Natural pore pressure fluctuations as an indicator of shallow aquitard continuity

Abstract

The natural pore pressure response of a shallow aquifer/aquitard system can be used to assess aquitard continuity. This is the first paper to examine aquitard continuity at the field scale based on the barometric head response function (BHRF) obtained from multiple-regression analysis. The pore pressure measurements made during winter provided more representative BHRFs for the bounding aquifers and the aquitard. Distinct BHRFs were found for the shallow unconfined aquifer, clay aquitard and confined aquifer.

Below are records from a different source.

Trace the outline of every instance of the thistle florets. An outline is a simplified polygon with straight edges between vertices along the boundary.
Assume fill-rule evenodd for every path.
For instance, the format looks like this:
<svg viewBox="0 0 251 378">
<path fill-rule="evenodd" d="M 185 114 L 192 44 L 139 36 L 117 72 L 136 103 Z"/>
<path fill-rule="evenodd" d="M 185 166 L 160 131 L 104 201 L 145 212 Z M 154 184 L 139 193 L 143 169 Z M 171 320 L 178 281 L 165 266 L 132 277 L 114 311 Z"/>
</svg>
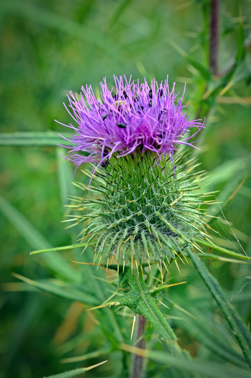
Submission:
<svg viewBox="0 0 251 378">
<path fill-rule="evenodd" d="M 115 81 L 113 96 L 105 79 L 101 83 L 102 101 L 90 87 L 82 87 L 80 99 L 70 93 L 78 126 L 70 126 L 70 158 L 77 166 L 93 164 L 91 184 L 79 184 L 92 195 L 78 200 L 85 212 L 78 222 L 84 222 L 84 237 L 95 242 L 95 260 L 115 256 L 118 265 L 131 257 L 142 269 L 153 260 L 161 269 L 165 256 L 174 258 L 188 244 L 196 248 L 194 238 L 205 235 L 195 191 L 204 173 L 194 173 L 193 160 L 184 162 L 184 153 L 177 152 L 179 144 L 193 146 L 190 139 L 204 124 L 188 121 L 167 80 L 150 87 Z M 185 136 L 191 127 L 195 132 Z"/>
</svg>

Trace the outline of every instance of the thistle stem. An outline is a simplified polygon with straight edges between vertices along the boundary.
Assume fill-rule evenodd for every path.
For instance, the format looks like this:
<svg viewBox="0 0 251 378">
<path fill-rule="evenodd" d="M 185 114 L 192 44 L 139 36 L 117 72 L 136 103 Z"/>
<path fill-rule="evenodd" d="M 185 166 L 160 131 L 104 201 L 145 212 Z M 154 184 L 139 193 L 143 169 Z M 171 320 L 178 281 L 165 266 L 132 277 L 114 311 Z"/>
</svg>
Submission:
<svg viewBox="0 0 251 378">
<path fill-rule="evenodd" d="M 220 0 L 211 1 L 209 67 L 214 75 L 217 75 L 218 72 L 219 3 Z"/>
<path fill-rule="evenodd" d="M 144 315 L 156 329 L 161 336 L 161 339 L 167 344 L 172 354 L 174 356 L 180 356 L 184 354 L 184 352 L 179 345 L 174 333 L 159 310 L 156 303 L 156 298 L 149 296 L 146 297 L 145 292 L 145 284 L 143 278 L 140 275 L 138 276 L 137 273 L 135 273 L 134 278 L 145 305 L 144 310 L 142 309 L 141 314 Z"/>
<path fill-rule="evenodd" d="M 144 316 L 138 315 L 139 322 L 137 333 L 137 340 L 138 341 L 136 346 L 142 349 L 145 349 L 145 341 L 142 337 L 145 330 L 145 325 L 146 319 Z M 134 355 L 133 356 L 133 363 L 131 378 L 142 378 L 143 376 L 143 360 L 144 358 L 141 356 Z"/>
</svg>

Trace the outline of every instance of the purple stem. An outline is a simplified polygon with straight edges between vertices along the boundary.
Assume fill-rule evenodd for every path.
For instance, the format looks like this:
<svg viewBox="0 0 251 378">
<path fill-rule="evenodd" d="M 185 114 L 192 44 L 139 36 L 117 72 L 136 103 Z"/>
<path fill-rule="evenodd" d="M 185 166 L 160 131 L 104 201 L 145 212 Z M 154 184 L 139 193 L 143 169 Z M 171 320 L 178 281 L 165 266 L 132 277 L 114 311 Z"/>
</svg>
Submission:
<svg viewBox="0 0 251 378">
<path fill-rule="evenodd" d="M 214 75 L 217 75 L 218 73 L 219 8 L 220 0 L 211 0 L 209 67 L 211 72 Z"/>
<path fill-rule="evenodd" d="M 145 342 L 144 338 L 142 338 L 142 336 L 145 330 L 146 319 L 144 316 L 141 316 L 140 315 L 138 316 L 139 318 L 139 321 L 137 333 L 137 339 L 138 340 L 140 338 L 140 339 L 137 343 L 136 346 L 138 348 L 145 349 Z M 141 357 L 141 356 L 138 356 L 137 355 L 134 355 L 131 378 L 142 378 L 143 359 L 144 358 Z"/>
</svg>

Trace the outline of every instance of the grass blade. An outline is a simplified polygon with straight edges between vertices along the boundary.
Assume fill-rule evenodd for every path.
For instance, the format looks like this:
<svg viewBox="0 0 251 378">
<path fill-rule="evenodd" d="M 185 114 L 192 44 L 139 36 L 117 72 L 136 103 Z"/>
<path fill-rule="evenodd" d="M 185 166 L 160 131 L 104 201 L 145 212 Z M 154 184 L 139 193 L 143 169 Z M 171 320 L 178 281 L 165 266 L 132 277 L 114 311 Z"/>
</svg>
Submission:
<svg viewBox="0 0 251 378">
<path fill-rule="evenodd" d="M 64 133 L 64 136 L 70 138 L 69 133 Z M 64 139 L 55 131 L 23 132 L 0 134 L 0 146 L 52 146 L 63 143 Z"/>
<path fill-rule="evenodd" d="M 200 244 L 202 244 L 202 245 L 205 245 L 207 247 L 209 247 L 210 248 L 212 248 L 214 249 L 216 249 L 217 251 L 219 251 L 220 252 L 223 252 L 223 253 L 226 253 L 227 255 L 230 255 L 231 256 L 233 256 L 235 257 L 239 257 L 239 259 L 243 259 L 243 260 L 251 261 L 251 257 L 249 257 L 248 256 L 245 256 L 245 255 L 242 255 L 241 253 L 237 253 L 236 252 L 235 252 L 233 251 L 230 251 L 229 249 L 227 249 L 223 247 L 220 247 L 219 246 L 213 243 L 211 243 L 210 242 L 205 240 L 204 239 L 195 238 L 194 240 L 194 241 L 196 242 L 196 243 L 198 243 Z"/>
<path fill-rule="evenodd" d="M 91 366 L 88 366 L 88 367 L 80 367 L 78 369 L 69 370 L 68 372 L 65 372 L 64 373 L 60 373 L 59 374 L 43 377 L 43 378 L 73 378 L 73 377 L 83 374 L 85 372 L 87 372 L 88 370 L 90 370 L 91 369 L 93 369 L 94 367 L 96 367 L 97 366 L 99 366 L 99 365 L 104 364 L 105 363 L 107 362 L 107 361 L 103 361 L 102 362 L 100 362 L 99 364 L 96 364 L 96 365 L 93 365 Z"/>
<path fill-rule="evenodd" d="M 168 364 L 182 372 L 201 374 L 208 378 L 251 378 L 249 372 L 232 365 L 216 364 L 211 361 L 190 361 L 181 357 L 159 350 L 147 350 L 126 344 L 120 345 L 121 349 L 131 353 L 150 358 L 155 361 Z"/>
<path fill-rule="evenodd" d="M 33 225 L 9 202 L 0 197 L 0 211 L 5 216 L 32 248 L 52 248 L 52 246 Z M 74 269 L 57 252 L 43 256 L 46 266 L 70 281 L 80 282 L 80 273 Z"/>
<path fill-rule="evenodd" d="M 188 248 L 187 251 L 202 278 L 222 310 L 251 367 L 251 334 L 249 330 L 235 307 L 228 301 L 217 280 L 204 263 L 189 248 Z"/>
<path fill-rule="evenodd" d="M 51 283 L 49 280 L 44 280 L 43 282 L 40 282 L 26 278 L 26 277 L 15 273 L 12 273 L 12 275 L 16 278 L 38 289 L 55 294 L 58 296 L 63 297 L 71 301 L 77 301 L 87 304 L 97 304 L 97 300 L 94 296 L 84 293 L 71 285 L 66 284 L 62 281 L 55 281 L 60 284 L 59 285 L 57 285 Z"/>
</svg>

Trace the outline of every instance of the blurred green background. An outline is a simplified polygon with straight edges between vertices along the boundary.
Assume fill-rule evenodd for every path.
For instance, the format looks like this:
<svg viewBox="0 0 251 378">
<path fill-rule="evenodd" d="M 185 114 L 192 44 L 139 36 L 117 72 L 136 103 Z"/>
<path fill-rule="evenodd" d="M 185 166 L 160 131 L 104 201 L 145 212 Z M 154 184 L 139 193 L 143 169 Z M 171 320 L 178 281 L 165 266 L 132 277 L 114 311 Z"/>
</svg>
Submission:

This implies how the clay aquitard isolates the underlying confined aquifer from the shallow unconfined aquifer. It is found that the BHRFs for intact clay formation are delayed and differ from those for the fractured zone and confined aquifer. For the fractured zone, the observed BHRF quickly reached equilibrium. The BHRFs for intact clay and fractured zone equilibrated at high BHRF values. For the confined aquifer, the BHRF was low and constant. Numerical simulations provided a hydraulic conductivity below 1 × 10−8 m/s for the observed BHRF. Fast Fourier transform showed that the pore pressure components with a period smaller than one cycle per day were fully explained by barometric pressure fluctuations. Furthermore, the response of a deep piezometer to the moisture loadings provided an opportunity to estimate that the annual snowfall, for the study area, lost 25–35% of its weight.